B2B Payments

Payroll, And Other B2B Payments, Ounce By Golden Ounce

In an environment where currencies fluctuate wildly, paying far-flung workers can be problematic, on both sides of the transaction. One FinTech firm, GoldMoney, sees gold as a stabilizing force for payments large and small in the B2B arena. Darrell MacMullin, CEO of GoldMoney’s BitGold, explains why gold can help eliminate friction in cross-border interactions.

Paper checks. Foreign exchange rates. Settlement times. All points of pain and friction in cross-border payments and all factors that can stymie cash flow for firms and even the smallest sole proprietors or freelancers that operate in a global, always-on economy.
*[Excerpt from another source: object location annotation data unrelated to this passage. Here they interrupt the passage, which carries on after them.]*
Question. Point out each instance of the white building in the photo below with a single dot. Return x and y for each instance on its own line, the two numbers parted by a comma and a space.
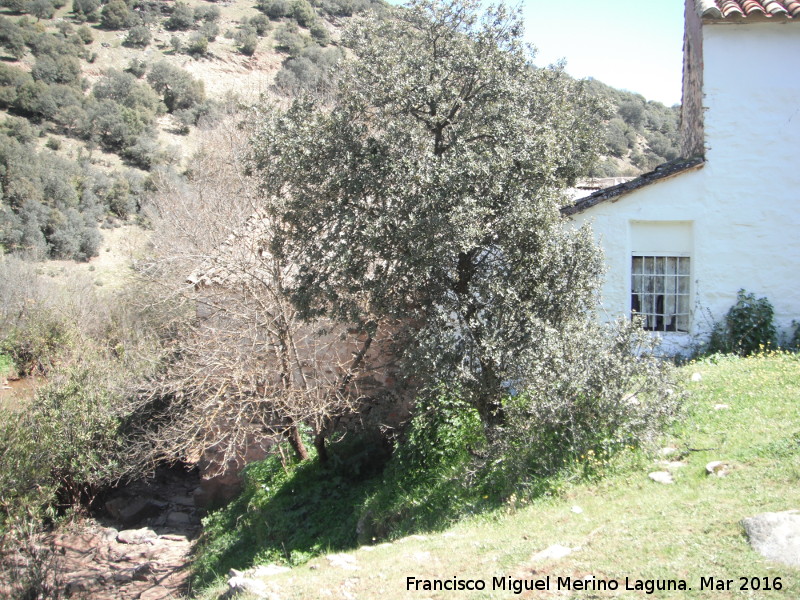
681, 241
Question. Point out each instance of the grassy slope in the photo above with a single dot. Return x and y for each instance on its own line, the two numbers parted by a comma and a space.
630, 526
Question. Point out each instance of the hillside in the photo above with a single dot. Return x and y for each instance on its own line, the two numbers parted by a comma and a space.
96, 99
623, 526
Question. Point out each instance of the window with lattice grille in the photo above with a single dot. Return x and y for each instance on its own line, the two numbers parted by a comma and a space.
660, 292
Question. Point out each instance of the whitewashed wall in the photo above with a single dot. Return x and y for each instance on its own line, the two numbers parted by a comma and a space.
744, 204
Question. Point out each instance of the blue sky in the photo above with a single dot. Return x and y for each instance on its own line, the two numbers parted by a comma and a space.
634, 45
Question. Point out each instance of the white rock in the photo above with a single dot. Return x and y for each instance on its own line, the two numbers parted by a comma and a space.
664, 477
245, 585
718, 468
775, 536
343, 561
552, 552
137, 536
267, 570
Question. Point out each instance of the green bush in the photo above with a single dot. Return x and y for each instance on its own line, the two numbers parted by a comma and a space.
274, 9
748, 328
86, 10
288, 513
246, 40
138, 37
181, 19
116, 15
302, 12
198, 45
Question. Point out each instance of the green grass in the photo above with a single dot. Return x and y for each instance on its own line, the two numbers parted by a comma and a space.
6, 365
628, 526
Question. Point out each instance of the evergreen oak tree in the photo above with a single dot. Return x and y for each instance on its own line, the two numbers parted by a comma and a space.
428, 193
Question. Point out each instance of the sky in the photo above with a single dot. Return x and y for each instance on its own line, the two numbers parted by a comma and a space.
635, 45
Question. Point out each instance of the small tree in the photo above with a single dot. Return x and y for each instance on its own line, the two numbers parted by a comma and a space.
115, 15
430, 194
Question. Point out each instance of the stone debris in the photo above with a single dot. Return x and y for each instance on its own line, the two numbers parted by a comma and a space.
145, 535
718, 468
553, 552
664, 477
245, 585
672, 464
775, 535
343, 561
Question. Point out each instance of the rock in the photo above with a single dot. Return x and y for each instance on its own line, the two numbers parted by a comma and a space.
555, 551
776, 536
143, 572
245, 585
343, 561
664, 477
718, 468
137, 536
130, 511
672, 464
267, 570
178, 519
173, 537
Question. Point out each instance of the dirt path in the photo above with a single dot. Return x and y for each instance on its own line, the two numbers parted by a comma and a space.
139, 548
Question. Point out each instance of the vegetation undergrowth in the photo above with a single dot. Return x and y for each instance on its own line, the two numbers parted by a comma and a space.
290, 511
443, 470
741, 410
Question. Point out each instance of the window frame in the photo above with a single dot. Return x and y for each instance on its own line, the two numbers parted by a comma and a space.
663, 320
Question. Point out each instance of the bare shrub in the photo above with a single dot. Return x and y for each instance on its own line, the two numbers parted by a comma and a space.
246, 368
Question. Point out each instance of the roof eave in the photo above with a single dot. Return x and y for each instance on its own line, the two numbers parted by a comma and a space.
661, 173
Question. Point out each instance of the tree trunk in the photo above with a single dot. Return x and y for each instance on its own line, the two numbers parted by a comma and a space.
322, 449
296, 442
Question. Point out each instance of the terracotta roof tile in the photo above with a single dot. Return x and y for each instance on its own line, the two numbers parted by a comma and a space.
748, 9
662, 172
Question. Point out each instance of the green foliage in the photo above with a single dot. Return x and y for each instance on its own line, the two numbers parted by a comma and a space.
116, 15
311, 72
209, 14
453, 196
34, 347
289, 39
431, 480
85, 34
178, 88
41, 9
198, 45
137, 67
302, 12
246, 40
138, 37
86, 10
261, 24
748, 328
58, 69
274, 9
289, 513
209, 30
320, 33
181, 19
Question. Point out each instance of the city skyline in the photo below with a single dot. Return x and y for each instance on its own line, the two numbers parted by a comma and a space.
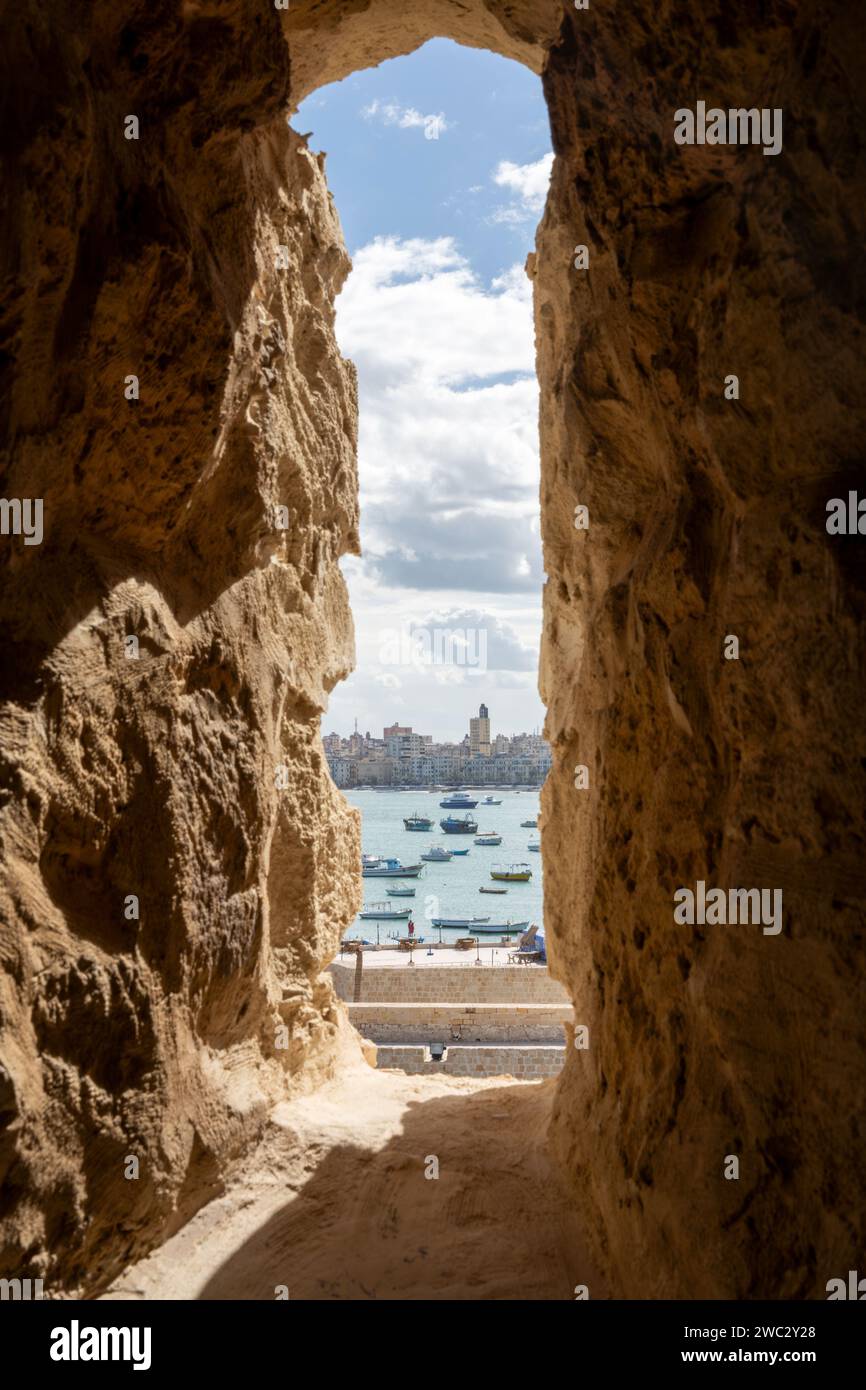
406, 756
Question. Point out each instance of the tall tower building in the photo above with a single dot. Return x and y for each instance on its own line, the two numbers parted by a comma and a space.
480, 734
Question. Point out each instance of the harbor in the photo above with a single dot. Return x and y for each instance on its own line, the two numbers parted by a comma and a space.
488, 883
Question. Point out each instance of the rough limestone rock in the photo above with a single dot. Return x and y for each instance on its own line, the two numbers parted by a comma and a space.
203, 257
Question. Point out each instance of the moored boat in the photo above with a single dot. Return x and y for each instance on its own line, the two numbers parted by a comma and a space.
373, 866
459, 801
459, 922
384, 912
512, 873
459, 824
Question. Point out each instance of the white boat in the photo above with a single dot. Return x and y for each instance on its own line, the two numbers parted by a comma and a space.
458, 922
385, 912
373, 866
512, 873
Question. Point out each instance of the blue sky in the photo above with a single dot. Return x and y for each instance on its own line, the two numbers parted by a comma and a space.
439, 164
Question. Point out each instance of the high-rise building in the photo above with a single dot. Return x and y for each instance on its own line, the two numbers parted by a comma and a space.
480, 734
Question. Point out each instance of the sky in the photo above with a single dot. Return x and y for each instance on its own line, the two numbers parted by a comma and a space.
439, 163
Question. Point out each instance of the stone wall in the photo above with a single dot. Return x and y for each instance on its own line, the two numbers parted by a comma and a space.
434, 984
524, 1064
476, 1023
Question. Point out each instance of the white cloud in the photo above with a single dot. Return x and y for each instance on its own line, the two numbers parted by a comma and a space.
530, 182
449, 477
406, 117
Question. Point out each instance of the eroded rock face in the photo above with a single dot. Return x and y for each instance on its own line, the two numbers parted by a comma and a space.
157, 1036
205, 257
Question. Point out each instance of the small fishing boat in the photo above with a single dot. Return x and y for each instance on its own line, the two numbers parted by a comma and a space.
501, 929
459, 824
512, 873
458, 922
384, 912
459, 801
373, 866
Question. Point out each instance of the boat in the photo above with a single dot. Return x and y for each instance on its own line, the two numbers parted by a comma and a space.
373, 866
458, 922
459, 824
459, 801
385, 912
501, 927
512, 873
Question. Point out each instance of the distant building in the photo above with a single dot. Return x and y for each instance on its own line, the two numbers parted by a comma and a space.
480, 734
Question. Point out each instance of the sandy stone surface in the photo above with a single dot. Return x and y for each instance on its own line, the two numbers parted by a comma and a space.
335, 1204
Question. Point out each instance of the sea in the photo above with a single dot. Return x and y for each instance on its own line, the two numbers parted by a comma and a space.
448, 890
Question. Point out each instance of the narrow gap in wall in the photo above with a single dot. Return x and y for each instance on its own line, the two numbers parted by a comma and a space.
439, 166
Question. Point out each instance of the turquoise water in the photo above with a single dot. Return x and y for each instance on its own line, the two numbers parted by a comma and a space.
448, 890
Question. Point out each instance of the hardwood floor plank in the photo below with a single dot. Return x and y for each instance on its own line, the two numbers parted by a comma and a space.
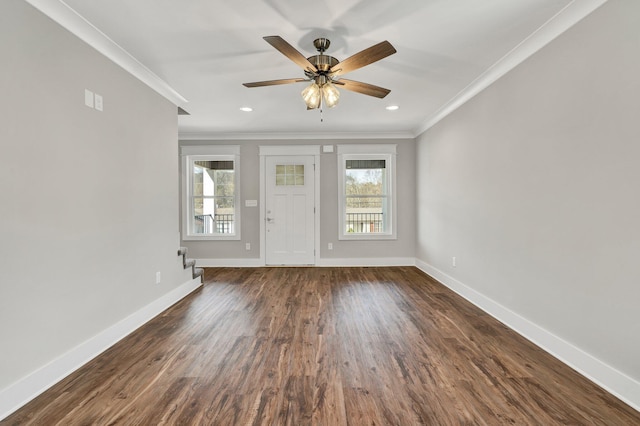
324, 346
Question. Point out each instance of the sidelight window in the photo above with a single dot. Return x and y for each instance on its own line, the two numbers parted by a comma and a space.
366, 197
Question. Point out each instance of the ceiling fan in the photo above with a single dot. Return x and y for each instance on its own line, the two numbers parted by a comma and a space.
323, 71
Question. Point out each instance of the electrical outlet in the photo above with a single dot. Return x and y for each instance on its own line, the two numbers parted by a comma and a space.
98, 102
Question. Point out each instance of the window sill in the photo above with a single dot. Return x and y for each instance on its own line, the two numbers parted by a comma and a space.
211, 238
367, 237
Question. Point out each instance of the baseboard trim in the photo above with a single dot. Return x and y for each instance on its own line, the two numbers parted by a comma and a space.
20, 393
253, 263
366, 261
615, 382
231, 263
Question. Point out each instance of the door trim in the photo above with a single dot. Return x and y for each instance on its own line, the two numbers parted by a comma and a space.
284, 150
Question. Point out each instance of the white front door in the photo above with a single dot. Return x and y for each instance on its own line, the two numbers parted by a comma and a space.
289, 210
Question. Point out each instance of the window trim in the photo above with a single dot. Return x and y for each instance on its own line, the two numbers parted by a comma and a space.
385, 152
189, 154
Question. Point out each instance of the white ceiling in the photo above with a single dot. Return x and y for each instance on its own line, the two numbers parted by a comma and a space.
203, 50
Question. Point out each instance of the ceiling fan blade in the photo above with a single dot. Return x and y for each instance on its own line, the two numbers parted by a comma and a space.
274, 82
364, 57
364, 88
290, 52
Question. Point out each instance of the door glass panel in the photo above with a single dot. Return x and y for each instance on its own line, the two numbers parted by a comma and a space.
290, 175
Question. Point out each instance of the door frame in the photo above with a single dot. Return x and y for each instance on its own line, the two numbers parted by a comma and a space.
281, 151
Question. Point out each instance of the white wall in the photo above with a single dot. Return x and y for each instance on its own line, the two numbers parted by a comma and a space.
533, 187
88, 199
343, 251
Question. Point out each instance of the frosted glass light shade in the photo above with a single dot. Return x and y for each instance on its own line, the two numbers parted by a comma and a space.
311, 96
330, 94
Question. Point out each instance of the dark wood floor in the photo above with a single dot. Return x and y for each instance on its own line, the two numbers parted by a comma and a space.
324, 346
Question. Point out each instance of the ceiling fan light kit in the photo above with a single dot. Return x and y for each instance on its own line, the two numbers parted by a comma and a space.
323, 71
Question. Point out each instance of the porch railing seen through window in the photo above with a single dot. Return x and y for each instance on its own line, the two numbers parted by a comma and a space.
214, 224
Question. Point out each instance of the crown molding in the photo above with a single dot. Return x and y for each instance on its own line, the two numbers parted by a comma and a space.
69, 19
213, 136
566, 18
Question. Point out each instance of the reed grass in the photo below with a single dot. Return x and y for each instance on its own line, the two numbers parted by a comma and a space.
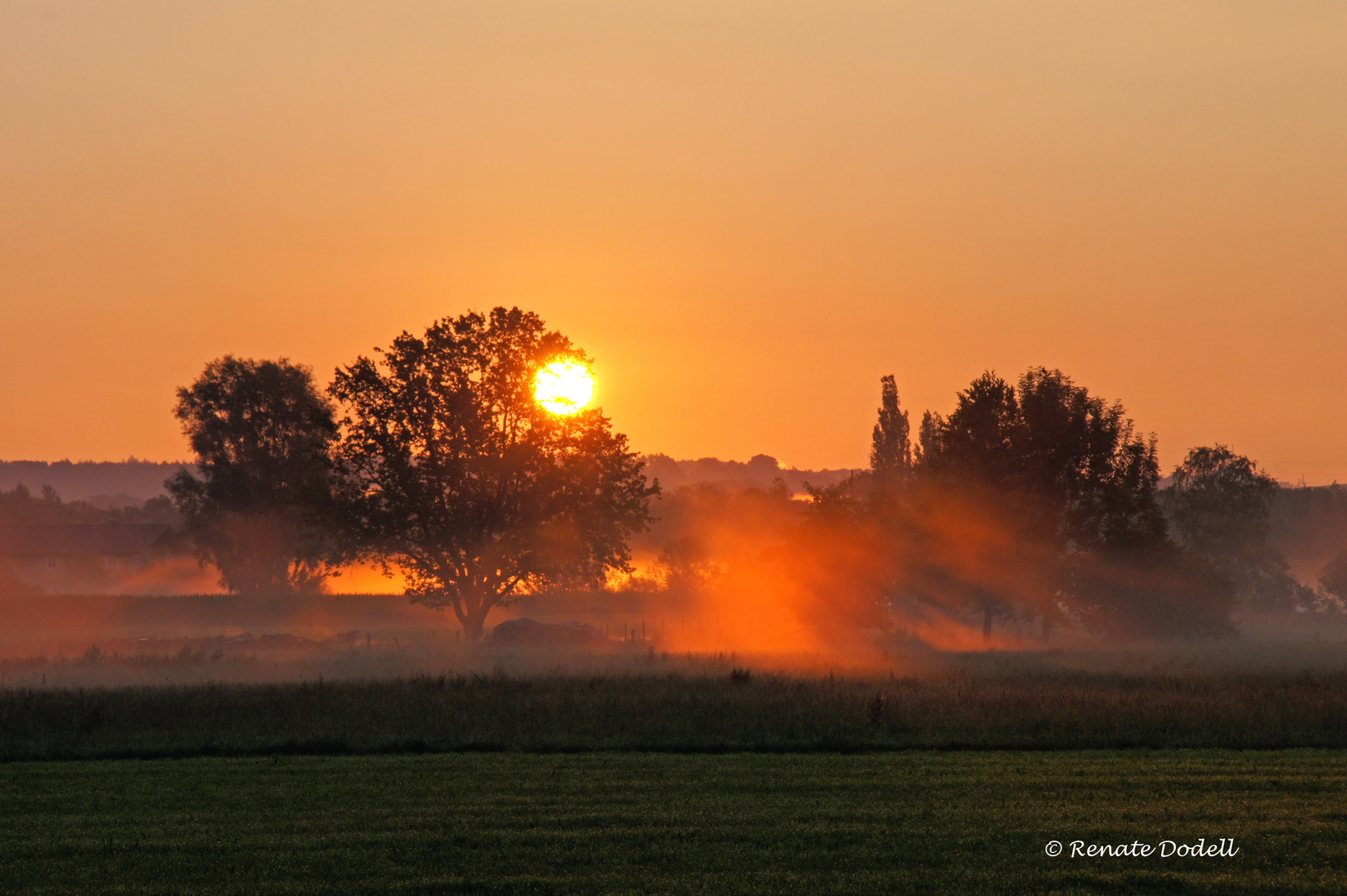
724, 712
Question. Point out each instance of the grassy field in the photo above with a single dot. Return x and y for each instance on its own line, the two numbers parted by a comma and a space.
675, 824
683, 713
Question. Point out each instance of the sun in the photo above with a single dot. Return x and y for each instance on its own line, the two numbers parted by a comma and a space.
564, 387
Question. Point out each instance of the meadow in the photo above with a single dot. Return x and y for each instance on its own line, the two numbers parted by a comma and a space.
705, 708
953, 822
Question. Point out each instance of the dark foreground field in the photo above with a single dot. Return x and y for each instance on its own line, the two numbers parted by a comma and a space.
724, 712
668, 824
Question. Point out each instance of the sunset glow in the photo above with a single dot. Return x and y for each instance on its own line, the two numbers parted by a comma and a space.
564, 387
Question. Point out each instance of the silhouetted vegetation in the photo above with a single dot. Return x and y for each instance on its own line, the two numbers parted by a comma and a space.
21, 507
457, 476
713, 710
1219, 504
741, 825
259, 507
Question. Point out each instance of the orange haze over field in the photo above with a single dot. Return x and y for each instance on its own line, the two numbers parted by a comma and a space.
745, 212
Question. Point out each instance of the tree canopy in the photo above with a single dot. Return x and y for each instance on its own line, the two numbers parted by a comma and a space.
1039, 499
1221, 504
261, 433
454, 475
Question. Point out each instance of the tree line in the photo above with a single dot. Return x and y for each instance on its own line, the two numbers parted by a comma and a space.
1031, 500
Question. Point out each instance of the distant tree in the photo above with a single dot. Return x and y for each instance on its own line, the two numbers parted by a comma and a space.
259, 509
1219, 504
1081, 475
891, 446
1047, 494
458, 477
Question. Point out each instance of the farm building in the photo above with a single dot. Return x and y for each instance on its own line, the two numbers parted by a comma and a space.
81, 557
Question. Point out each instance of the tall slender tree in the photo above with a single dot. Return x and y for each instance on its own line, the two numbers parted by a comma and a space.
891, 446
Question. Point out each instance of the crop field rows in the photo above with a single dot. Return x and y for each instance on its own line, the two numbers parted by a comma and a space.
675, 824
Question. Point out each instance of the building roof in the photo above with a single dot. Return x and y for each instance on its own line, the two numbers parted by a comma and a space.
97, 538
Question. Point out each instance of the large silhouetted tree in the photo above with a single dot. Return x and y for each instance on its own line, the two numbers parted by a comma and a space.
1040, 499
458, 477
1221, 503
257, 509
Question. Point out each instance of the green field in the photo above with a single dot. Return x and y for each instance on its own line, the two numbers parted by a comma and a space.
674, 824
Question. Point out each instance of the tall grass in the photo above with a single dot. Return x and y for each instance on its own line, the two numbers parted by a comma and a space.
683, 713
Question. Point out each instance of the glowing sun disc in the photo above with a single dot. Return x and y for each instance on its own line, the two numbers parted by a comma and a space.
564, 387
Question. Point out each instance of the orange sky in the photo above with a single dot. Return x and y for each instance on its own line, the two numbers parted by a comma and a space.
745, 212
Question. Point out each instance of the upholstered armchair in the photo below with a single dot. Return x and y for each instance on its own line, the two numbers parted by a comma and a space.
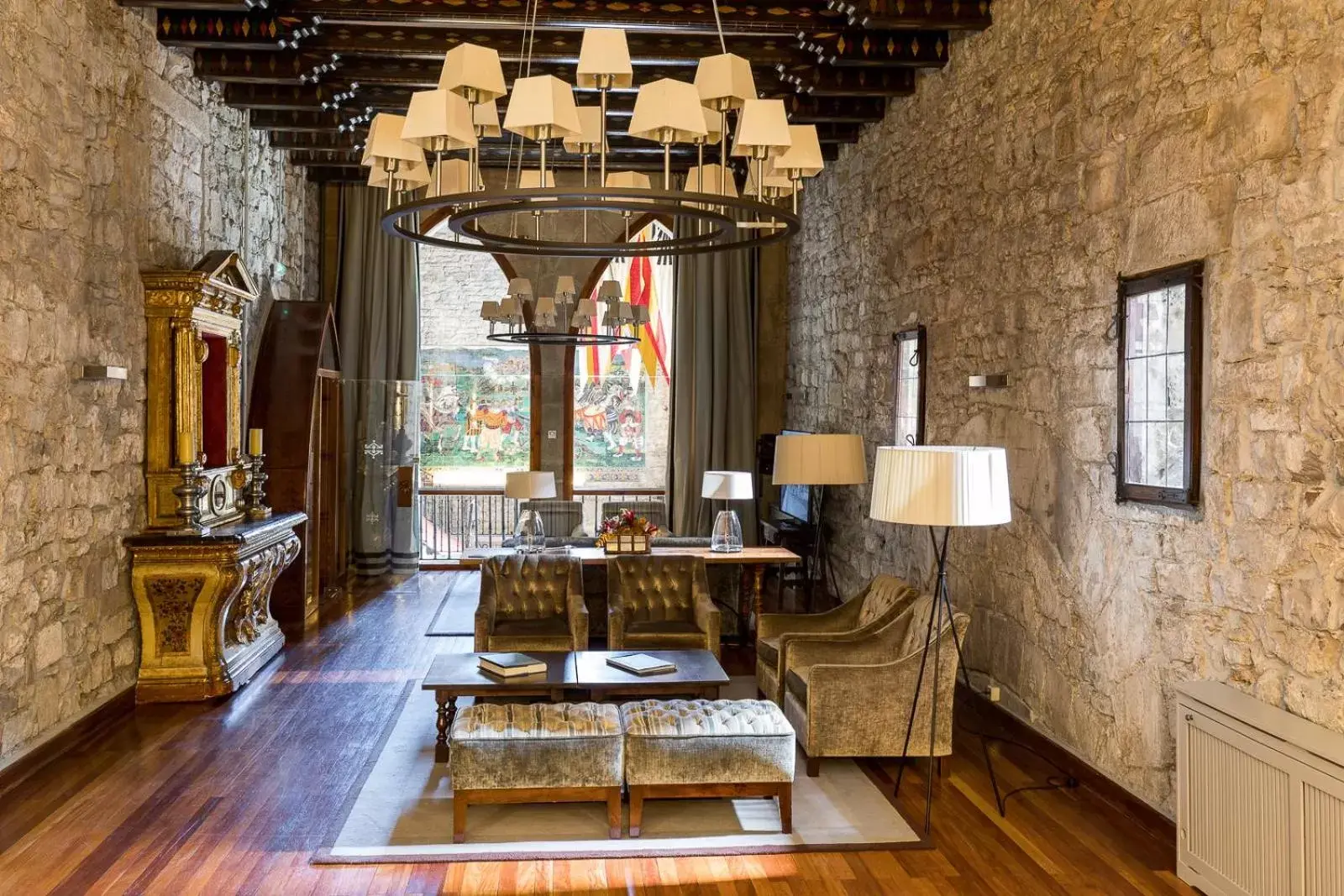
851, 694
531, 602
660, 602
860, 616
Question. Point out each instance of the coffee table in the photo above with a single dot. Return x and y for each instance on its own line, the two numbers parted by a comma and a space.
584, 674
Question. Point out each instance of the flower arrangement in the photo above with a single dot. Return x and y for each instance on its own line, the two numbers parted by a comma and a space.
625, 533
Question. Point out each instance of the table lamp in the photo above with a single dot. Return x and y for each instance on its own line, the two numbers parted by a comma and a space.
726, 485
941, 486
530, 485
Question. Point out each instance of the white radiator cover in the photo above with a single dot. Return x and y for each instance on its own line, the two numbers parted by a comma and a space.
1260, 797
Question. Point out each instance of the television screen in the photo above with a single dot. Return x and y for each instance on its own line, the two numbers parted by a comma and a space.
796, 500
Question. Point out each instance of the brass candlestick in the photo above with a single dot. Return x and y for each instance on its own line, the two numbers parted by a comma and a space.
188, 493
257, 508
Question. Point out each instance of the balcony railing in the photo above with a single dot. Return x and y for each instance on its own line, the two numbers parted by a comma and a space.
459, 520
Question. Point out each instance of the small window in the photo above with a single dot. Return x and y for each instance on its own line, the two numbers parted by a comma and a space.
1160, 328
911, 385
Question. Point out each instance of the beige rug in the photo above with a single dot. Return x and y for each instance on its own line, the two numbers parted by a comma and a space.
403, 812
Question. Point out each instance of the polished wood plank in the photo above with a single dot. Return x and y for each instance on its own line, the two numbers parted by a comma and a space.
234, 797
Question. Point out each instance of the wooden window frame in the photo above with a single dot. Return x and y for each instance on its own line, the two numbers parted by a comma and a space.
921, 338
1191, 275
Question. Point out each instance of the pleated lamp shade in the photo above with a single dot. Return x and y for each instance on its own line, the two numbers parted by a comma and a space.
941, 485
725, 81
438, 120
530, 485
474, 71
763, 129
726, 485
819, 459
591, 136
385, 140
542, 107
604, 60
669, 112
803, 159
486, 120
456, 177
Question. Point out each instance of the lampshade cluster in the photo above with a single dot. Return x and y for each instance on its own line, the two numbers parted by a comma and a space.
454, 117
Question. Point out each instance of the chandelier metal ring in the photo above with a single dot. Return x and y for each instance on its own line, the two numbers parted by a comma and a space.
766, 223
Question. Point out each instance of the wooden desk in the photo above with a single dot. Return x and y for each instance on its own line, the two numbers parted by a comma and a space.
754, 558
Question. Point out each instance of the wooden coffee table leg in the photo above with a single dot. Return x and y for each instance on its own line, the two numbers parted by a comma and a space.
447, 710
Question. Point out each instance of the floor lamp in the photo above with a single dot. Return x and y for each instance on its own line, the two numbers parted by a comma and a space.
945, 488
819, 459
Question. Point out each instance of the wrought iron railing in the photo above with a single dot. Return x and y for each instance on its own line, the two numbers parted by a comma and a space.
459, 520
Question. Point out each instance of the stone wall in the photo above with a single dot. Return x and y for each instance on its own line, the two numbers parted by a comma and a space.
1072, 143
112, 160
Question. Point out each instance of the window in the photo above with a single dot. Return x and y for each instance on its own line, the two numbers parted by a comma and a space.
911, 385
1159, 324
475, 394
622, 394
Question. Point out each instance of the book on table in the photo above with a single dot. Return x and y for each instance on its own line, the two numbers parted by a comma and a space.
511, 664
642, 664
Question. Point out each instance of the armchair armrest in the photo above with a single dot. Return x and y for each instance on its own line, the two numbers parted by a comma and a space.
486, 611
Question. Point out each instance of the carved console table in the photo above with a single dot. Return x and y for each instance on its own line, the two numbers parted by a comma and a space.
205, 606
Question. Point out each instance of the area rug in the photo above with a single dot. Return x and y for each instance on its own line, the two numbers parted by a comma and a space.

Earlier this month, GoldMoney, a FinTech that operates a financial services and payments platform that uses gold to settle transactions globally in any currency, launched its Gold Payroll and Gold Payout applications. The platform extends across BitGold’s customer base, including consumers and enterprises, and runs the gamut of B2B payments across supply chain, services-oriented relationships and, importantly, across borders.

In an interview with PYMNTS, Darrell MacMullin, chief executive officer at BitGold stated that when it comes to cross-border payments, especially in a business setting, “there is a growing demand … Travel is becoming more international, business is becoming more international and, more than ever before, people have friends and family who live abroad.” And yet, even against this backdrop, transactions are, at times, prohibitively expensive, noted the executive, with fees that include settlement fees, credit card fees and others, which can easily get into the mid-single digits as a percentage of any transaction, large or small. There’s 3 percent (at least) for interchange fees, he said, and at least 2 percent for FX conversions.

For a few hundred dollars’ worth of remittance or for a credit card transaction (in B2B, picture a supplier payment), the costs can make the transaction itself prohibitively expensive through traditional conduits, and, said MacMullin, settlement times can vary, which can drive up costs should currencies fluctuate wildly.

The Gold Payout application exists as a free enterprise software offering that can be used across BitGold accounts. And in a business setting, the enterprise clients are able to set up automatic payments across end recipients that have both email and mobile phone access. MacMullin stated that the transactions themselves can be used to satisfy international payroll requirements and micropayments, settling instantly, and recipients can opt to be paid in gold or in the currencies they choose, where gold is the conduit to that settlement across currencies. As a global currency in and of itself, gold has universal acceptance. Relatively speaking, transaction costs are quite a bit cheaper than other platforms, said MacMullin, as they comprise a percent of the spot price.

Though still early in the game, noted MacMullin, much of the initial interest comes from smaller firms. He stated that “80 percent of the businesses [we see] are small businesses, and of those, 80 percent are small to mid-sized businesses that are services-based” and ones that bill for time and labor. In essence, this encompasses B2B transactions at the smallest level (which, in turn, benefits workers that may be underbanked or wholly unbanked). The advantages of what MacMullin termed the “closed-loop” system that defines the Payout app include the ability to send recurring payments and schedule simultaneous and widely far-flung (geographically speaking) transactions.

The transactions are backed by gold held by BitGold, said MacMullin, and recipients can elect to be paid in any number of ways. They can choose to hold gold, redeem payments in their local currency or bring payments onto prepaid MasterCards issued by GoldMoney across several currencies.

For B2B payments, the advantages of using gold as a backing for payments also ties into a payments system that may be outside the purview of the central banks but is still tied to the regulatory systems in place globally, said MacMullin. “We monitor every transaction from end to end,” he said, with KYC and AML compliance in place. Transactions can be instantly reversed if need be.